TEF: Thermic Effect of Food – The amount of calories your body uses to digest food.
There is a bit of math involved, but I hope by breaking it down, your own caloric intake will make more sense.
1. Convert your weight in lbs to kgs – Xlbs / 2.2kgs = Ykgs
2. Calculate BMR (choose one, male or female)
a. Males: 1kcal/hr x Y(kgs) x 24hours/day = BMR
b. Females: 0.9kcal/hr x Y(kgs) x 24hours/day = BMR
3. Calculate Activity Level (choose one)
a. Sedentary = 0.3
b. Light = 0.5
c. Moderate = 0.7
d. Strenuous = 1
BMR x (Sed/Light/Mod/Stren) = Activity Calories
4. Calculate TEF – (BMR + Activity) x 0.05 = TEF
5. Calculate calories – BMR + Activity + TEF = Total Calories
Now for the macronutrients..
6. Calculate protein – choose between 0.8-1.6g/kg (A) for amount of protein
a. (A)g/kg x Zkg = Protein in grams (B)
b. (B)g x 4cal/g = Protein in calories
7. Calculate fat – choose between 20-35% (C) for amount of fat calories
a. (C) x Total Calories = Fat calories (D)
b. (D)cal / 9cal/g = Fat in grams
8. Calculate carbs – Calories – Protein Calories – Fat Calories = Carb Calories (E)
a. (E)cal / 4cal/g = Carbs in grams
Let’s do this whole thing with me as the example – the calculated numbers are bolded, so you can see how they are used throughout the calculations. For reference I weigh 110lb, I am a female, my activity level 0.7, I take in 1.6g/kg of protein, and 25% of my calories are from fat.
1) 110lbs / 2.2kg = 50kg
2) 0.9kcal/hr x 50kg x 24hours/day = 1080 calories/day (BMR)
3) 1080 x 0.7 = 756 calories (Activity)
4) (1080 + 756) x 0.05 = 91.8 calories (TEF)
5) 1080 + 756 + 91.8 = 1927.8 total calories (rounded up to 1930 cals)
6) 1.6g/kg x 50kg = 80g protein
a. 80g x 4cal/g = 320 protein calories
7) 0.25 x 1930 = 482.5 fat calories
a. 482.5cals / 9cal/g = 53.6g fat
8) 1930 – 320 – 482.5 = 1207 carb calories
a. 1207cals / 4cal/g = 281.8g carbs
Now I have my total calories (1930 cals/day), the amount of calories per macro (fat 482.5 cals, carbs 1207 cals, and protein 320 cals), and the grams of each macro to take in each day (53.6g fat, 281.8g carbs, and 80g protein).
The food I fill my macros with is up to me – but it’s as important to hit micronutrients as it is macros. It took me a while to figure out that these numbers worked for me – I had to tweak them a lot and reduce and increase protein fats and carbs many times until I found what worked for me. Calculating your own macros is a good starting base, but it’s not magic – you have to tweak to suit your needs.

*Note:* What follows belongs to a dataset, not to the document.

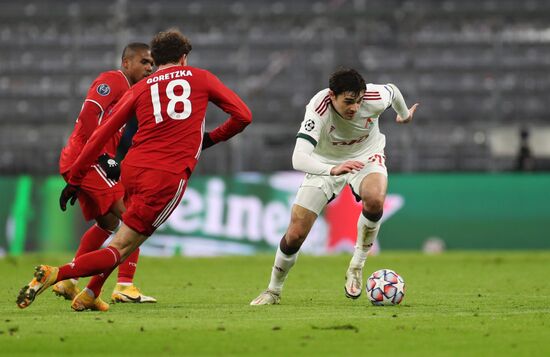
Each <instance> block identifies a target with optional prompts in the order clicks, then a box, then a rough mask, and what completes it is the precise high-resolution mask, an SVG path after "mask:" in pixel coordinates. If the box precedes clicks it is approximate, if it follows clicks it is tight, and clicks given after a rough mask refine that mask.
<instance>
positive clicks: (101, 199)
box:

1) I am not a nutritionist nor do I hold a bachelor’s degree in nutrition, I am just speaking from my own experience paired with what I learned from taking nutrition in college.
2) IIFYM might not work for everyone – it is one of the many dietary options people choose upon embarking on a fitness journey.
3) The calculations provided serve as one example of many ways to calculate calories. It is by no means the most effective way, just one of many.